The industry has experienced a shift in this sense; with biotechnology, one could create a protein or antibody that was actually hitting the target from the get-go.

 

Companies like Regeneron and Genentech were formed out of this revolution, and big pharma absorbed this change too, making things like protein therapeutics routine. Since then, discovery is no longer empirical, but design-formed, having greater certainty on whether you could get a solution. 

Of course, this had a financial impact too, as investing under this dynamic is much more satisfying than sifting through sand as we did in the past. And yet, this is now changing again in two important ways; one is small molecules and the other genetic medicine. Both are getting much closer to the way you think of product design in other sectors, where you define a target profile, and you design a molecule that can actually hit the target. For example, we are now doing this with small molecules through breakthroughs in microscopic visualization in a way that you have a much higher probability to create a drug successfully, which is a huge breakthrough in the field. 

How can Donanemab change the way we treat Alzheimer’s?

We have been studying Alzheimer’s for 30+ years and have spent over $4 billion in its research - we have mostly failed. This serves as a useful reminder of the way this industry works; most of the breakthroughs everyone talks about are rare and are built on countless failures. A failure is an opportunity to learn, to get better, and to do things differently; and that is the essence of our industry. With Alzheimer’s, we are now on our fourth phase 3 program looking at beta amyloid reproduction, after having tried and failed with many different methods, different study populations and different ways to measure success.

Donanemab is a super high affinity molecule that gets rid of plaque in the human brain at a very rapid rate, which we think is the negative agent causing the trouble. Through our series of failures, and by understanding the clinical area of Alzheimer’s, we have pioneered in the way the study is designed, using diagnostics and objective measures Vs. subjective measures. When we bear all of that in mind, we are convinced that this study is particularly promising.

The U.S. is accountable for 50% of the global costs of medicine - while there are other actors such as PBMs involved, what can the industry do from within to reduce costs?

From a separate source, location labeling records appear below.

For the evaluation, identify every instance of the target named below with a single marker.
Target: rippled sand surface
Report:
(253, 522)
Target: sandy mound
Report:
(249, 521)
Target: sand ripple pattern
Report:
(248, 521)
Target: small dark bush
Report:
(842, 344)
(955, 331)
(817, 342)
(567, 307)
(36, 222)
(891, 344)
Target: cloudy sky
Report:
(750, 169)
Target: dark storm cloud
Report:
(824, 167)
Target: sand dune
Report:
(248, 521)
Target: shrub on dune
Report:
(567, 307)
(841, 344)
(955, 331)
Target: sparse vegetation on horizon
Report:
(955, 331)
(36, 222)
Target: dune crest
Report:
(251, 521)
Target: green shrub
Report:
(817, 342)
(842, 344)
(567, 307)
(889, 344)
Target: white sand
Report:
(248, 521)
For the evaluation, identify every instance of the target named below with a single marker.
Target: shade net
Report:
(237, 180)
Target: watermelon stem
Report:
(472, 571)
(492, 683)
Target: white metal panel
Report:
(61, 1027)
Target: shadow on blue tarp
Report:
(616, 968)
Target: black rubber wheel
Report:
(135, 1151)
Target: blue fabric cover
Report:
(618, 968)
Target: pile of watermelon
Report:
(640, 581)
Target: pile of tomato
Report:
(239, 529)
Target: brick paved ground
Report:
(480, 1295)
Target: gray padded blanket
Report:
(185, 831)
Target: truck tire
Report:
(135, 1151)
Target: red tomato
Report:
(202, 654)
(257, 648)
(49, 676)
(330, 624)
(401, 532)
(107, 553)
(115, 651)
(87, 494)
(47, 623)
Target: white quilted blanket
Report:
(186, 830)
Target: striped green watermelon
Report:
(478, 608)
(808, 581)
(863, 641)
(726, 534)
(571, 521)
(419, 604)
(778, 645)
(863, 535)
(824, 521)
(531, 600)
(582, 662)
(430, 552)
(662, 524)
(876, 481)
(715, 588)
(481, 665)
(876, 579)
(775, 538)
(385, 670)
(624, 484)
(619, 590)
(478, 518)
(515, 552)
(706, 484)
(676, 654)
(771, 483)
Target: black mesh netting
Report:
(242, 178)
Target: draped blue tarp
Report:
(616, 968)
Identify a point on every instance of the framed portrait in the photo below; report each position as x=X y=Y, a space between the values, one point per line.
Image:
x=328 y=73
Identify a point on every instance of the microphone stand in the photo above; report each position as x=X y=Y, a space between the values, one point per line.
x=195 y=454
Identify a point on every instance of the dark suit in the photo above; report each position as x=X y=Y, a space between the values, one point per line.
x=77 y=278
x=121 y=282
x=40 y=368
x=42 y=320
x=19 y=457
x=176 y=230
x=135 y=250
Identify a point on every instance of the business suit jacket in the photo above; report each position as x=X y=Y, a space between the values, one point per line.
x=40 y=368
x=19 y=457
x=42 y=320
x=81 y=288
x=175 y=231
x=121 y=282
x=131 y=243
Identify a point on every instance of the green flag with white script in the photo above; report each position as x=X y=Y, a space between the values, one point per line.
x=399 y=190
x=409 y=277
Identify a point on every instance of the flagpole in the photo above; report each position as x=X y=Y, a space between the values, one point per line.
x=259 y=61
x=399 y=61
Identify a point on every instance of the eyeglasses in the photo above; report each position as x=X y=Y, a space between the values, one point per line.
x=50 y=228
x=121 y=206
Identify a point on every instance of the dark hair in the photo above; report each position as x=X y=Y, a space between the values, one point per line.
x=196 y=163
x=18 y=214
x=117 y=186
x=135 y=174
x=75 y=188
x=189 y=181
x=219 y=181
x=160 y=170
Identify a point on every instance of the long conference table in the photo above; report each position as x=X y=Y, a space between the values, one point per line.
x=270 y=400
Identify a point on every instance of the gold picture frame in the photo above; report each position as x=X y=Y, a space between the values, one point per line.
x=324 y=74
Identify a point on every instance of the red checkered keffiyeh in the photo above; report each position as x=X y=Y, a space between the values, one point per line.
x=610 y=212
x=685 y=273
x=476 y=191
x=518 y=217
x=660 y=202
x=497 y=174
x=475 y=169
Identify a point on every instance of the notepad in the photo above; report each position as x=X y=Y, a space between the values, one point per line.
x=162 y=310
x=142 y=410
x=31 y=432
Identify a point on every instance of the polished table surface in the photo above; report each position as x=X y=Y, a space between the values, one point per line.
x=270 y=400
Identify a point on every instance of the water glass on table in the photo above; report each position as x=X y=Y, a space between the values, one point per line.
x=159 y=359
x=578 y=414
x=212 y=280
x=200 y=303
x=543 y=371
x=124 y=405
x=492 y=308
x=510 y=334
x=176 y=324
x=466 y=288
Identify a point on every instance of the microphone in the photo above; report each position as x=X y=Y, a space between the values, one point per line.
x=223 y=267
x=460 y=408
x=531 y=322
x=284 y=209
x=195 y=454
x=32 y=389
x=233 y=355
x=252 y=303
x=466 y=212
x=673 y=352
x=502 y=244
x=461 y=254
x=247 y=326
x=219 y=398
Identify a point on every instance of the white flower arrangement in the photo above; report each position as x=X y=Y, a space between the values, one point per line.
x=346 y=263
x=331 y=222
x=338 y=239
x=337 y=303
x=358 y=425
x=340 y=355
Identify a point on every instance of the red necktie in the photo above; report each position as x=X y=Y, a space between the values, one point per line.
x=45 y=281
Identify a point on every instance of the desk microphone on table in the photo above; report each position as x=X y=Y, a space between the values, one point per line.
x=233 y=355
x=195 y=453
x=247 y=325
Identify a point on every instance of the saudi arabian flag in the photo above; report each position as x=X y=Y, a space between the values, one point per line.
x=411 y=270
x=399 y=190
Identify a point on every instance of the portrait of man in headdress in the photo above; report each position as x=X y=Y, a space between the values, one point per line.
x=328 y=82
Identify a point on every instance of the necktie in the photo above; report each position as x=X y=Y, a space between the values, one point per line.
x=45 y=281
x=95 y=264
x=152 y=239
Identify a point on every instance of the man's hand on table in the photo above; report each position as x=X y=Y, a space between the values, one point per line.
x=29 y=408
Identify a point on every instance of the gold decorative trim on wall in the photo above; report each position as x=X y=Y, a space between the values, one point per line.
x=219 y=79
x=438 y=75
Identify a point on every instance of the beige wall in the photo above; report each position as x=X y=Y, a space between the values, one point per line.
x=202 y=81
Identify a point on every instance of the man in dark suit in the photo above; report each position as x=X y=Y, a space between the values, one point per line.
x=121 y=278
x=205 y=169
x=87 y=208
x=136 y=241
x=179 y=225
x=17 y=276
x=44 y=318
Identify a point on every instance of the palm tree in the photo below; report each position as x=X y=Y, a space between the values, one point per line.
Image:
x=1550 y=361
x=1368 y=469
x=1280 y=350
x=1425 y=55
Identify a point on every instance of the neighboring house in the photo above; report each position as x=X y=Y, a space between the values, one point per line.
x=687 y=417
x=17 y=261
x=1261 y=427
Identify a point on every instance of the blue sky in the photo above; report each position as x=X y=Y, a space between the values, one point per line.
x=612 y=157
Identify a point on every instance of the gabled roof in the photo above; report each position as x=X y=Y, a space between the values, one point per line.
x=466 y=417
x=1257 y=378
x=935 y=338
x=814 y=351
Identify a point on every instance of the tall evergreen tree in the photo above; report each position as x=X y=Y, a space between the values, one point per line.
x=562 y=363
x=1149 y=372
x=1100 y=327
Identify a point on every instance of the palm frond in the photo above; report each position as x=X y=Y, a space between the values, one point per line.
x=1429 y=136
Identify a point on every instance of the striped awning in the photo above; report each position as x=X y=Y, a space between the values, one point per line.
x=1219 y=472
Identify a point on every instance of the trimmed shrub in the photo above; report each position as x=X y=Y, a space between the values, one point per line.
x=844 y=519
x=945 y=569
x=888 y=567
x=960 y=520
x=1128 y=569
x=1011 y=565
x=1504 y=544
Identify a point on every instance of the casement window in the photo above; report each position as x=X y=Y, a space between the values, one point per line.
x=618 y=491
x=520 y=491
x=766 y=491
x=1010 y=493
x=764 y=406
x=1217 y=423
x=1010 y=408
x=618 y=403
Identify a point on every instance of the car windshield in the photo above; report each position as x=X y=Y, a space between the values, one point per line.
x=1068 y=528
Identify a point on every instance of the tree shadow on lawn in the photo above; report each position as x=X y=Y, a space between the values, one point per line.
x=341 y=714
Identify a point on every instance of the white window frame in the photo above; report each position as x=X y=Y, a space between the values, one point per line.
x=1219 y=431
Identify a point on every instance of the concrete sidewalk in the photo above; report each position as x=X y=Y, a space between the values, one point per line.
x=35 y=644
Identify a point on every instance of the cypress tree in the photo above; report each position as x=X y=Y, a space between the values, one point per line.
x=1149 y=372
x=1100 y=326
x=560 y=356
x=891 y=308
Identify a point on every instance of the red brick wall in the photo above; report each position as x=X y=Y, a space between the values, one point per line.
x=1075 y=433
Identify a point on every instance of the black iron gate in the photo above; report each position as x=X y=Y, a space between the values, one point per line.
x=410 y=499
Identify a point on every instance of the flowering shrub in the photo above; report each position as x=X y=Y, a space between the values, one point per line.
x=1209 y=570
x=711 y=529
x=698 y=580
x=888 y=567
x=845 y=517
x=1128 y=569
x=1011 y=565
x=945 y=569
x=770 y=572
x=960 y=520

There is one peculiarity in the U.S, which is that unlike with every other category of medical good or service, drugs insurance sets patients’ out-of-pocket price based on list price, not on net price. This creates a surplus, leading to a kind of ‘reverse insurance’ when it comes to medicine. People who use expensive drugs subsidize the cost of insurance for people who do not use expensive drugs. We need to unwind that, but it is not easy because it would entail creating an increased cost somewhere else - namely in premiums. 

Another potential solution for pricing would be to reduce utilization of low value drugs and to increase utilization of high value drugs. That would be a great reward for investors to spend time and energy looking for high value drugs. By and large we, the industry, need to do better as well, as there have definitely been companies that have taken advantage of the system in the past. It is important to do the math, and never price drugs as a higher cost than the value they bring society.

Cost is one of the reasons why the life sciences industry is often criticized by the public - how do you respond to this problem of public perception?

I think the prejudice against the pharma industry is driven by several things. Firstly, the work we do is incredibly complex. It is an easy narrative to claim that all drugs are discovered in some government laboratory and companies just make them in a factory and sell them. This is a trope that has no grounding - and yet we hear it often. Also, it costs US $2 to 3 billion per new drug, which I think is largely unknown by the public.

Companies have periods of big losses followed by big profitability and only the largest pharma companies have a running business model. What people do not understand is that sales of today finance the cures of tomorrow: in our case, US$ 1 out of US$ 4 people pay for in their medicines goes into researching a disease they do not have - but it will go into a disease they might one day have.